Science has discovered how to expand your lifespan by 500%. That’s the good news.
The not-so-good news? Right now, it’s only cause for celebration for C. elegans, a small nematode worm. Of course, when you consider that C. elegans has an average lifespan of three to four weeks, those little nematodes really should be celebrating!
Scientists have found synergistic cellular pathways for longevity in the nematodes that amplify their lifespan five-fold. The work was done in a collaborative effort between researchers at MDI Biological Laboratory, the Buck Institute for Research on Aging in California and Nanjing University in China.

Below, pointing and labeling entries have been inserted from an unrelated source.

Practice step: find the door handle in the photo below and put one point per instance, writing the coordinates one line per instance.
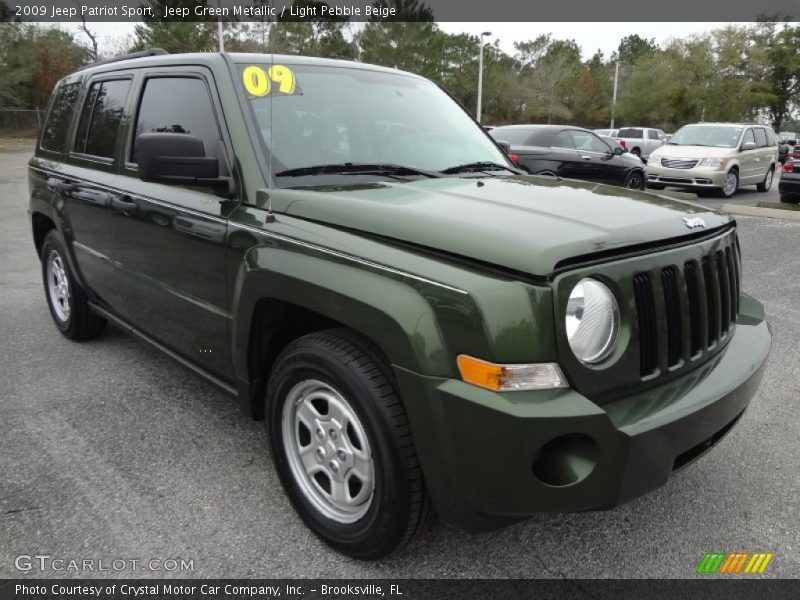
(124, 203)
(60, 185)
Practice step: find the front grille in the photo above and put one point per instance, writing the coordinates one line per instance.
(678, 163)
(684, 311)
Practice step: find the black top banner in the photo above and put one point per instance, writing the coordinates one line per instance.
(403, 589)
(398, 10)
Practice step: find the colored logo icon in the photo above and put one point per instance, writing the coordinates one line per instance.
(734, 563)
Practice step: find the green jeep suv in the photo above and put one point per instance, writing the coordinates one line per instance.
(424, 329)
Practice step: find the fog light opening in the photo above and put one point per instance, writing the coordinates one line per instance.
(566, 460)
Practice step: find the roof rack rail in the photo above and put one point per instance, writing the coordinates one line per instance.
(121, 57)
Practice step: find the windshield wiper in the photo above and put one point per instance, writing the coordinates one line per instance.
(478, 166)
(356, 169)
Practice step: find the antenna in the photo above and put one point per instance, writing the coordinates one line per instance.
(270, 216)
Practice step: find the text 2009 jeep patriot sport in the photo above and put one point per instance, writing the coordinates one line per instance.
(421, 326)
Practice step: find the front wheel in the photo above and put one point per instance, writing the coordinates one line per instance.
(341, 444)
(635, 180)
(66, 299)
(731, 184)
(767, 183)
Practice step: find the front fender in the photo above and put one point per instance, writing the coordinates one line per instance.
(394, 314)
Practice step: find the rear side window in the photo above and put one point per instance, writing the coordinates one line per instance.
(631, 132)
(178, 105)
(761, 137)
(100, 118)
(56, 128)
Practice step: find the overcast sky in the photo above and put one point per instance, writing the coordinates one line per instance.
(590, 36)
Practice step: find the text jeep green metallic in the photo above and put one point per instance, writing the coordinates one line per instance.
(345, 250)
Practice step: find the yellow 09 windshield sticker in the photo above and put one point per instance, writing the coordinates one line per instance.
(260, 82)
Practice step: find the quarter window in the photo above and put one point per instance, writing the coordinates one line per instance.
(100, 118)
(178, 105)
(54, 133)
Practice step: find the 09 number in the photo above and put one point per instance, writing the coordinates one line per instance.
(259, 82)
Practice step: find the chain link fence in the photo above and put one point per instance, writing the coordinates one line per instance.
(15, 122)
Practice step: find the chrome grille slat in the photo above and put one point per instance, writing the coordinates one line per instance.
(679, 163)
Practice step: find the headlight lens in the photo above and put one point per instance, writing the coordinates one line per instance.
(592, 321)
(711, 162)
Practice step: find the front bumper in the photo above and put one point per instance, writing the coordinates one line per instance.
(490, 459)
(789, 184)
(700, 177)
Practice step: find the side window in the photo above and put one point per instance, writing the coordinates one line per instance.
(100, 118)
(589, 142)
(761, 137)
(178, 105)
(563, 140)
(56, 128)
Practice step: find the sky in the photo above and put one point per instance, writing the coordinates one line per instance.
(589, 36)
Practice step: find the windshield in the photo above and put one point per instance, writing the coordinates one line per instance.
(313, 116)
(723, 136)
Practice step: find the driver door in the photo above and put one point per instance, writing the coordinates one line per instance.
(170, 239)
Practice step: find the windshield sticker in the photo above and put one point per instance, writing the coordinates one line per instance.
(277, 79)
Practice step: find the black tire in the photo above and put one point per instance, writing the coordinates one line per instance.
(767, 183)
(71, 313)
(634, 180)
(721, 191)
(399, 507)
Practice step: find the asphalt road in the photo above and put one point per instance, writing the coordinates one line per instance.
(108, 450)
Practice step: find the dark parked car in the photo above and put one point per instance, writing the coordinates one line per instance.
(424, 329)
(572, 153)
(789, 184)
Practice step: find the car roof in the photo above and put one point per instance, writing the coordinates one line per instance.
(156, 57)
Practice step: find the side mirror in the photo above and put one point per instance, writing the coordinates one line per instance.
(176, 158)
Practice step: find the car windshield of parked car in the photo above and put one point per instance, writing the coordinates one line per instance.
(326, 122)
(723, 136)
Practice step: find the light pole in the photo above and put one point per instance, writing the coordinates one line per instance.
(614, 100)
(480, 75)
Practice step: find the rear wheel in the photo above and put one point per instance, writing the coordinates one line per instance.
(342, 446)
(66, 299)
(731, 184)
(767, 183)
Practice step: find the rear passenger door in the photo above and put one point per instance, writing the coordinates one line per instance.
(88, 176)
(169, 240)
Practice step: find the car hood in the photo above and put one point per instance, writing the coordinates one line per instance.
(527, 224)
(693, 152)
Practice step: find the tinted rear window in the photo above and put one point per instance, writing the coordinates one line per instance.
(512, 136)
(56, 128)
(631, 133)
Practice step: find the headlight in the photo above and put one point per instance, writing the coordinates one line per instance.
(711, 162)
(592, 321)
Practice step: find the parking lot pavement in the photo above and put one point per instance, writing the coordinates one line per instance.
(108, 450)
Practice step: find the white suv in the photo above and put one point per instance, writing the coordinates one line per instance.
(715, 156)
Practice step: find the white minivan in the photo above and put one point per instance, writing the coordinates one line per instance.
(718, 157)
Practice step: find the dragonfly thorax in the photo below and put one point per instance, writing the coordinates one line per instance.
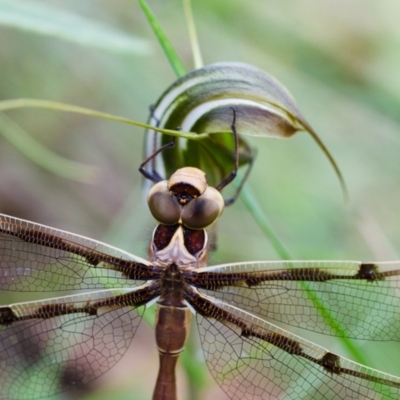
(176, 244)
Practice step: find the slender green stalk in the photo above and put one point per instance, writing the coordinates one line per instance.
(194, 41)
(54, 105)
(172, 56)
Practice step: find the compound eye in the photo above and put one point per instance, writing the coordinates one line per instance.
(204, 210)
(164, 206)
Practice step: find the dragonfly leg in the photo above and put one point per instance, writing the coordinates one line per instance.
(233, 173)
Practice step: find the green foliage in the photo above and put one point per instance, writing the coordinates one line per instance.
(341, 64)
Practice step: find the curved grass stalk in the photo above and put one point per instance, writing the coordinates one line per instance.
(54, 105)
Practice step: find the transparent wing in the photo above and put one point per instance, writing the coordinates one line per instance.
(338, 298)
(35, 257)
(253, 359)
(58, 344)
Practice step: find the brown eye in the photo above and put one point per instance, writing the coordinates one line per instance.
(203, 210)
(164, 207)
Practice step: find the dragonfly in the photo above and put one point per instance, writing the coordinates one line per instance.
(56, 344)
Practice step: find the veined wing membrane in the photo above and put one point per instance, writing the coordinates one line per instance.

They chose to search for the pathways in C. elegans because, despite being a 1 millimeter-long worm that lives in temperate soil and is, well, a worm, they share many genes with humans. They are commonly used as a model in aging research. Their short lifespan lets the scientists make short work of figuring out the impact of environmental and genetic interventions intended to extend healthy lifespan. Their research draws on the discovery of two specific, major pathways which govern aging in the nematodes.

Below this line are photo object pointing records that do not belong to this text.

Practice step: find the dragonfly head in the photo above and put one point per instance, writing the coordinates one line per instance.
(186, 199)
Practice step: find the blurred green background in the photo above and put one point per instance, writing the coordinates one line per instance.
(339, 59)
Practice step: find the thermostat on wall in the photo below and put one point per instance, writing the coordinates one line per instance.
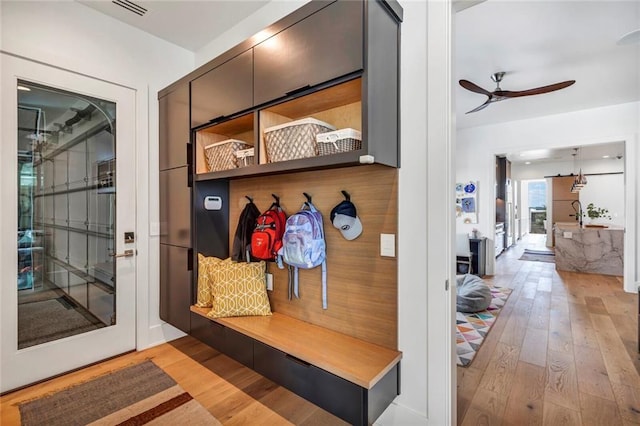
(212, 202)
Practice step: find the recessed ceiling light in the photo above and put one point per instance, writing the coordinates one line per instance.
(631, 37)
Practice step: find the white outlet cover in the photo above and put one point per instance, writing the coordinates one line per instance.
(388, 245)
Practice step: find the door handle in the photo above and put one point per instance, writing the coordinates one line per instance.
(127, 253)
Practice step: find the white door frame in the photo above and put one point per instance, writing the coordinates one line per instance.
(35, 363)
(441, 363)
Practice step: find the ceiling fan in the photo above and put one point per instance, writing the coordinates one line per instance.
(500, 95)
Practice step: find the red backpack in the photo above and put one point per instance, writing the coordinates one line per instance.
(266, 239)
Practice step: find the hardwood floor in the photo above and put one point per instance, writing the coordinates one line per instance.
(563, 351)
(233, 393)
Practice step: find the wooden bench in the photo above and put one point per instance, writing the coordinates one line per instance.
(351, 378)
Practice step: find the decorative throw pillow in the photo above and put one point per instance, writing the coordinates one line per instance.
(239, 289)
(206, 264)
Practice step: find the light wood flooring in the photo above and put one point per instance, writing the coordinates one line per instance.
(233, 393)
(563, 351)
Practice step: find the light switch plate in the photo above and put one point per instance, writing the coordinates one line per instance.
(388, 245)
(269, 281)
(212, 202)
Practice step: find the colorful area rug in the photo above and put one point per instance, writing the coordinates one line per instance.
(472, 329)
(136, 395)
(538, 256)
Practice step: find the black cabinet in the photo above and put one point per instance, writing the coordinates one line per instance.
(478, 248)
(175, 285)
(345, 399)
(323, 46)
(224, 90)
(236, 345)
(174, 127)
(175, 207)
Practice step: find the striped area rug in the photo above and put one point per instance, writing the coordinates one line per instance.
(136, 395)
(473, 328)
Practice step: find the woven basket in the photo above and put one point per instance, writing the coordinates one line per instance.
(246, 157)
(342, 140)
(221, 155)
(296, 139)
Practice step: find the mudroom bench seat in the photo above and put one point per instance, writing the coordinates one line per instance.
(351, 378)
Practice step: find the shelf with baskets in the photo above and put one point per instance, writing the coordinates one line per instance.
(316, 129)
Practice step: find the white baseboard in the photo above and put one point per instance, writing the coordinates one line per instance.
(159, 334)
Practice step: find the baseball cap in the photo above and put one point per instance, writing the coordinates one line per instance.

The increase in C. elegans lifespan accomplished in the research would be the equivalent of a human being living for 4 or 5 centuries, according to one of the scientists involved.
These pathways have been the subject of intensive research and there are a significant number of anti-aging drugs in the development pipeline that extend healthy lifespan by altering these pathways. A large part of the reason for this is the “conservation” of these pathways, which means they have been passed down to humans through evolution. The discovery of this synergistic effect seems to open the door to even more effective anti-aging therapies.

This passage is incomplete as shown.